Duke University is a private research university located in Durham, North Carolina, United States. Founded by Methodists and Quakers in the present-day town of Trinity in 1838, the school moved to Durham in 1892. The university's campus spans over 8,600 acres (35 km2) on three contiguous campuses in Durham as well as a marine lab in Beaufort. The total number of students at Duke University in Fall of 2014 was 14,850.
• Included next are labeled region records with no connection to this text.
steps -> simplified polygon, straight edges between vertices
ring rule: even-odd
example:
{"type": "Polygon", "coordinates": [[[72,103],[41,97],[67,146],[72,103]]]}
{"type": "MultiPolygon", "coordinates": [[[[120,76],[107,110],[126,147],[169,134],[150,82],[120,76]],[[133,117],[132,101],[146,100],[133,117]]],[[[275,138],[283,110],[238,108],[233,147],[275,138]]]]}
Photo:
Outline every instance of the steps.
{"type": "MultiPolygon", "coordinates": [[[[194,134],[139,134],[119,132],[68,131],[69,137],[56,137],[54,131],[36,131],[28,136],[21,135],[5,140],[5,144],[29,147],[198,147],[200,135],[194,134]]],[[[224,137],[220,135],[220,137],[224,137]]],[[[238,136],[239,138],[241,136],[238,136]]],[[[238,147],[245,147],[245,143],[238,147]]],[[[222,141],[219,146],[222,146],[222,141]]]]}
Duke's research expenditures in the 2013 fiscal year were $993 million, the eighth largest in the nation. In 2014, Thomson Reuters named 32 Duke professors to its list of Highly Cited Researchers, making it fourth globally in terms of primary affiliations. Duke also ranks 5th among national universities to have produced Rhodes, Marshall, Truman, Goldwater, and Udall Scholars. 9 Nobel laureates, 3 Turing Award winners and 25 Churchill scholars are also affiliated with the university.
Schools and Colleges
Financial Aid
Duke is committed to a need-blind admission policy, which means it admits undergraduates without consideration of their families' ability to pay tuition and other college costs and meets 100 percent of students' demonstrated financial need for four years. About 50 percent of all Duke students receive some form of financial aid, which includes need-based aid, athletic aid and merit aid.